Virtual Memory is instrumental to many native security concepts, as well as an important concept for modern operating systems.
In this blogpost, I'd like to describe virtual memory and how it helps with performance while still enforcing cross-process security.
Virtual Memory is a concept every programmer must know.
The idea supports the concept of program address spaces - each program "believes" it has the entire memory to itself.
This is also why two programs that run in parallel might have different values for the same address.

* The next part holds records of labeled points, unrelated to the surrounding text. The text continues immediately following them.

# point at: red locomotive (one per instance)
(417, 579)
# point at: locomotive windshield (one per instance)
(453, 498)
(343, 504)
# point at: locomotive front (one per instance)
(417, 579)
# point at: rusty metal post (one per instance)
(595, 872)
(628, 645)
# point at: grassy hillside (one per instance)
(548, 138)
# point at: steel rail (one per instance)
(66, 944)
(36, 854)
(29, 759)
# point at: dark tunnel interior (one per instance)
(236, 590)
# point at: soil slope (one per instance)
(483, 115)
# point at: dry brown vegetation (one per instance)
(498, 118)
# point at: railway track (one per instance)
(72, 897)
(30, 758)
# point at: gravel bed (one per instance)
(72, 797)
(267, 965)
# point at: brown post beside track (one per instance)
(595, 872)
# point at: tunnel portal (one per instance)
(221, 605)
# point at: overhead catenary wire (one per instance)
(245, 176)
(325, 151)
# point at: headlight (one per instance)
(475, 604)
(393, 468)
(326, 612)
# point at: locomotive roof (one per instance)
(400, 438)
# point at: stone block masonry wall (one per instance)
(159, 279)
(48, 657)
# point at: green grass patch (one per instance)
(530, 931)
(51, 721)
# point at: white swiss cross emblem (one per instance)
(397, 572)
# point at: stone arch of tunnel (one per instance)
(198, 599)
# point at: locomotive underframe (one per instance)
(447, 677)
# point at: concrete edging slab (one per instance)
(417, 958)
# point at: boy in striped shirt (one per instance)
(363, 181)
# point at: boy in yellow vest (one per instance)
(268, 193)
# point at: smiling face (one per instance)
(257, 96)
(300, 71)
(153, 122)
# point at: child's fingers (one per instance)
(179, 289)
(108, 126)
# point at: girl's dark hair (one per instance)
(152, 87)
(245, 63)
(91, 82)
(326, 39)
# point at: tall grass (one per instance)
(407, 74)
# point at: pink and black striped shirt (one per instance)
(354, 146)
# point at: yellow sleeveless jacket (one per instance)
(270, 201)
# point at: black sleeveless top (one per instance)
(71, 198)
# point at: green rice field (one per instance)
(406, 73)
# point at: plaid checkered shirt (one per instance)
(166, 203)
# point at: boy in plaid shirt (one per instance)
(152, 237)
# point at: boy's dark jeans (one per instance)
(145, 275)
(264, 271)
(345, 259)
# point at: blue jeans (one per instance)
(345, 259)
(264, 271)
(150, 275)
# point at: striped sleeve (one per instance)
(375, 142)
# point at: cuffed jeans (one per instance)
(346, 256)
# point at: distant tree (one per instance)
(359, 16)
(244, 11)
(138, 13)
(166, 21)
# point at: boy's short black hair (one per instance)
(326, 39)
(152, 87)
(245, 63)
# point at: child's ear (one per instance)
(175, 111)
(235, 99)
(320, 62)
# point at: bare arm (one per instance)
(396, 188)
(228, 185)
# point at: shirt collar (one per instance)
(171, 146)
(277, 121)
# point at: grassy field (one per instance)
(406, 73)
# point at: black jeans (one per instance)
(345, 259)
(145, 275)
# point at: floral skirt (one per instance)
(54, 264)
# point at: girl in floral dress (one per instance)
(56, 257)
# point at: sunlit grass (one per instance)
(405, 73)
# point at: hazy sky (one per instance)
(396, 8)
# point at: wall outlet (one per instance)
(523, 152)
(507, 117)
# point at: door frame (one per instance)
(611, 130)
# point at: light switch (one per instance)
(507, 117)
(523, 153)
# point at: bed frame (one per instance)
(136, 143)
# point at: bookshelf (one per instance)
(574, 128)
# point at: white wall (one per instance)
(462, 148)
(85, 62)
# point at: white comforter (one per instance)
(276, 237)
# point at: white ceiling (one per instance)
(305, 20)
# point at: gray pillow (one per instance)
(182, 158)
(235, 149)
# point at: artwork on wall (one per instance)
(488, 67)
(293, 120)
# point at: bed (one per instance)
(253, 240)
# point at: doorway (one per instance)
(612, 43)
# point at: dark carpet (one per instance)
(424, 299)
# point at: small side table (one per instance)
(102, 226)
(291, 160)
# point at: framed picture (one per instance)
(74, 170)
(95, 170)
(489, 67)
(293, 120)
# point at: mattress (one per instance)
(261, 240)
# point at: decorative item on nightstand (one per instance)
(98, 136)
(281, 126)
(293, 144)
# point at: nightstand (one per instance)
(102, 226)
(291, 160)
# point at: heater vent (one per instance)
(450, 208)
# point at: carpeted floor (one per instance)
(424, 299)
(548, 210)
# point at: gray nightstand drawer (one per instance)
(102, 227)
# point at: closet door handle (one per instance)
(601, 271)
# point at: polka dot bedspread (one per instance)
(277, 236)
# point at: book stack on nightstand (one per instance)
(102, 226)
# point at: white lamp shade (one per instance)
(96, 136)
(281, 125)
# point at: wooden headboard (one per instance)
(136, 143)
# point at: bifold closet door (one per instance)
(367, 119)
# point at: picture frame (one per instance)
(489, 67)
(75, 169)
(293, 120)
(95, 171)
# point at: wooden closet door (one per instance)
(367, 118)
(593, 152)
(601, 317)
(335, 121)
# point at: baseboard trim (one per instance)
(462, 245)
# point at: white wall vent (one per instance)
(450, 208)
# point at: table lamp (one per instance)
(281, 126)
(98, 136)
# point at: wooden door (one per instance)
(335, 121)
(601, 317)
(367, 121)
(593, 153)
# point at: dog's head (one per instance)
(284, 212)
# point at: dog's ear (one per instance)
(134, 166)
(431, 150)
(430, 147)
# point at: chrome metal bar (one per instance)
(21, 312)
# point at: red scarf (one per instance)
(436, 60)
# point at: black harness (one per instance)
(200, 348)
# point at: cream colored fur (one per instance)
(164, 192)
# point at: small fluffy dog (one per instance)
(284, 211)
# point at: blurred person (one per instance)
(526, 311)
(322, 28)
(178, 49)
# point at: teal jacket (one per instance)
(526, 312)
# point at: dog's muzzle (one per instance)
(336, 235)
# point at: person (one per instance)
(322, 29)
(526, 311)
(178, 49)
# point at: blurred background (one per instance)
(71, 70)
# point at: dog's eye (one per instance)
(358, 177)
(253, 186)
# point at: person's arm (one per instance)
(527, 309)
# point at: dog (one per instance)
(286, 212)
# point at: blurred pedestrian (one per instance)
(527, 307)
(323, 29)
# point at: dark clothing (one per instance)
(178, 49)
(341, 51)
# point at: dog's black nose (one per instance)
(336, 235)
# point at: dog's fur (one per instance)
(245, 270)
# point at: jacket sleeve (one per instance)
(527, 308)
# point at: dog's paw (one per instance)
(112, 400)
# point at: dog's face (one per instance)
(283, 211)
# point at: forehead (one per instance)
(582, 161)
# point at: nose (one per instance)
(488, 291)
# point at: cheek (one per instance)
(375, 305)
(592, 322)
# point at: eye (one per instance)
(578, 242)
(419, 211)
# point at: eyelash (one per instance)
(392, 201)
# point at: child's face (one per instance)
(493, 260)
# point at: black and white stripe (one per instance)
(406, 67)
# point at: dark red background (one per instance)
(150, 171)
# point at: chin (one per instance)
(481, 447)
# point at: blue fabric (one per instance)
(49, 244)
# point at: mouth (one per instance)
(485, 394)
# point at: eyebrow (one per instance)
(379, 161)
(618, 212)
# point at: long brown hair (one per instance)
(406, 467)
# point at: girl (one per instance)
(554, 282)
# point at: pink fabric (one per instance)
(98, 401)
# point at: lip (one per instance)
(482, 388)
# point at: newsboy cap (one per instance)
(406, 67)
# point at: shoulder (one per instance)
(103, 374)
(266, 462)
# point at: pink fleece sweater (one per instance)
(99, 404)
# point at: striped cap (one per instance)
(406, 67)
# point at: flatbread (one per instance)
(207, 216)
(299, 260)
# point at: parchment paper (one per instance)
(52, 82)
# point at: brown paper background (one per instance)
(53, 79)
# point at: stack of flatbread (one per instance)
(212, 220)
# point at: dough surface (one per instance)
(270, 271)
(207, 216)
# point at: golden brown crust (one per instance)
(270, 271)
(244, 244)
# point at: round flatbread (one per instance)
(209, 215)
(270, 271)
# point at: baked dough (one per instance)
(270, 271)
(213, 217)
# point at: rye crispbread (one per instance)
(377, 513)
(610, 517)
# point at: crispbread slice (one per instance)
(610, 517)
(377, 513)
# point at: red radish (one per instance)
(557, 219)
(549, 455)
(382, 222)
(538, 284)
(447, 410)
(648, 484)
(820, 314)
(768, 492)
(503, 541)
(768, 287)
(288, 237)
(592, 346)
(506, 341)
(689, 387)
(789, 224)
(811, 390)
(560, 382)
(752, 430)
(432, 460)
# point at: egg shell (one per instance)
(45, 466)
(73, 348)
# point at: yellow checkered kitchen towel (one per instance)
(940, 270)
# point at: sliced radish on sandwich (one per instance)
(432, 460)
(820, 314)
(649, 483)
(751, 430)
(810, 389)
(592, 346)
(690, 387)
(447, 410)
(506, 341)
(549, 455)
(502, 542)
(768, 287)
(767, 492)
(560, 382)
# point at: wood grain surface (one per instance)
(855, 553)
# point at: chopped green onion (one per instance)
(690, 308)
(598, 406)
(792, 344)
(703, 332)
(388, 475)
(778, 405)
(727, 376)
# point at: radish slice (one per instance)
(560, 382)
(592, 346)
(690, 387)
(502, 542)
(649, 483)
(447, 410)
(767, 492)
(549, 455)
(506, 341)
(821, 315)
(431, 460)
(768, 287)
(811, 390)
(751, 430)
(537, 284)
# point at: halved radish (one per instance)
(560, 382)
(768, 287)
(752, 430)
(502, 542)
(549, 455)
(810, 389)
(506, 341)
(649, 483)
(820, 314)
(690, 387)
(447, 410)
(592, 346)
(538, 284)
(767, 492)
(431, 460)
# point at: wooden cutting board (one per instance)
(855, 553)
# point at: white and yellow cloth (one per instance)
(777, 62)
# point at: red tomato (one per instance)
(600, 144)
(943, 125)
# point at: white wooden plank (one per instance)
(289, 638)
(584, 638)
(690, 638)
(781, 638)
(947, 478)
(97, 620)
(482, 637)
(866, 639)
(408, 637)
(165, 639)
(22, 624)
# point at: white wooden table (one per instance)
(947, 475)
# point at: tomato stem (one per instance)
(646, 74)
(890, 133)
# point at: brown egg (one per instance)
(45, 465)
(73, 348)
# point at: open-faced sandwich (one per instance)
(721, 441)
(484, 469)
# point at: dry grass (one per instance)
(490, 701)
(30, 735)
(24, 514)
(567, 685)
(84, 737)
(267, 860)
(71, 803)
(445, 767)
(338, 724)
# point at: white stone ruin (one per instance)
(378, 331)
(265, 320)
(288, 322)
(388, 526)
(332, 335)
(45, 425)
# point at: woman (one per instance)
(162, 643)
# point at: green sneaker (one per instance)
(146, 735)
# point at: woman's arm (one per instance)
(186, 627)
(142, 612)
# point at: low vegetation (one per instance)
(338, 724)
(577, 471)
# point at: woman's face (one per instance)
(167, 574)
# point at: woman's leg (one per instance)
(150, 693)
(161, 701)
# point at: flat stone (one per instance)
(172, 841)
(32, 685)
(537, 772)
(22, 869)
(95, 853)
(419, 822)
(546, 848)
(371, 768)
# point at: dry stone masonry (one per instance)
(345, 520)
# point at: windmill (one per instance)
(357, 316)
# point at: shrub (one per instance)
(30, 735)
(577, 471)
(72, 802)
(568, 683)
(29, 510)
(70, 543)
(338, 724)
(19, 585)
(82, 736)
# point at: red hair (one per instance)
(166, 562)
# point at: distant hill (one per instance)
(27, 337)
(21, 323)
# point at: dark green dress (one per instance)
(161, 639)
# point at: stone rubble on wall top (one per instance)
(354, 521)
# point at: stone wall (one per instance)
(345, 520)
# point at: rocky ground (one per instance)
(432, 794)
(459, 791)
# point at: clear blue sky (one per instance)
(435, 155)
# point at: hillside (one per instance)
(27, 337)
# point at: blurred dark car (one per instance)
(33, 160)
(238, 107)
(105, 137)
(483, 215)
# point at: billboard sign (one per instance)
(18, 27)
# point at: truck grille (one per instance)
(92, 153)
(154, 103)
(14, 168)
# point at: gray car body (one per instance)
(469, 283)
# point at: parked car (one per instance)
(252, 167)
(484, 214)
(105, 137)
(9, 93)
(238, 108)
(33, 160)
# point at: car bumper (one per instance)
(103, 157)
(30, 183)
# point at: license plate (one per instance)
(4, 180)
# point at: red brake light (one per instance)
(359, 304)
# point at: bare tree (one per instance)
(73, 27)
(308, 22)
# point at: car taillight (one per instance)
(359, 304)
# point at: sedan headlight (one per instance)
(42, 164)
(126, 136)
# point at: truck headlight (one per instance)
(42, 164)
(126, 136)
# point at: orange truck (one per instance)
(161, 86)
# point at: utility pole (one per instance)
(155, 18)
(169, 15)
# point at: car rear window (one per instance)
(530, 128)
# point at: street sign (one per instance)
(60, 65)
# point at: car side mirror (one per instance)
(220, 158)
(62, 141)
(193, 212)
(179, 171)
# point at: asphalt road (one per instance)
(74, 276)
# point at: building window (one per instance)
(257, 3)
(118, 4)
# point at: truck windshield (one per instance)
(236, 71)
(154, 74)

Here's a tiny program to demonstate this concept (I've done it for POSIX
systems like Linux or macOS, but the concept is still true in Windows):
#include <stdio.h>
#include <stdlib.h>
#include <stdint.h>
#include <unistd.h>
int main()
{
uint32_t* addr = NULL;
// Allocate one integer
addr = malloc(sizeof(*addr));
if (NULL == addr)
{
printf("Allocation error\n");
goto cleanup;
}
// Fork and indicate
*addr = fork();
printf("[%p] = 0x%.8x\n", addr, *addr);
fflush(stdout);
cleanup:
// Free resources
if (NULL != addr)
{
free(addr);
addr = NULL;
}
// Return
return 0;
}
When running, you might get an output looking like this:
[0x560fe8d872a0] = 0x00000060
[0x560fe8d872a0] = 0x00000000
This shows the same address (0x560fe8d872a0
in my run, but you might get a different address) having two different values in two different processes (we've created a new process with the fork
system call).
How is this achieved? The idea is that memory addresses (like 0x560fe8d872a0
) do not represent RAM; in fact, your RAM might not be big enough to save all memory for all programs running simultanously! Instead, memory is split into chunks called pages (traditionally of size 4K, but there are already modern operating systems using a different number). Each page can either reside in RAM (physical memory) or on the hard drive. Then:
- When addressing an address, its page entry is checked (an address is essentially a page + offset). There are translation schemes in the kernel between virtual page addresses and physical memory.
- If that translation indicates the page resides in physical memory, it's simply used.
- Otherwise, that page resides in hard-drive, which means it has to be fetched. "Discovering" a page referenced by a program does not reside in RAM is called a
Page Fault
, and fetching it from hard drive into physical memory is calledPaging-in
. - If the RAM is full, it means another page needs to be removed from RAM into the hard drive to make room for the newly fetched page. This is called
Paging-out
. - There are sophisciated algorithms to determine which pages are supposed to be paged-out first; most of them rely on paging out the
Least Recently Used (LRU)
pages; you can read more here.
With this, we can see many benefits of virtual memory:
- Essentially supports implementation of memory seperation between processes, which is essential for security.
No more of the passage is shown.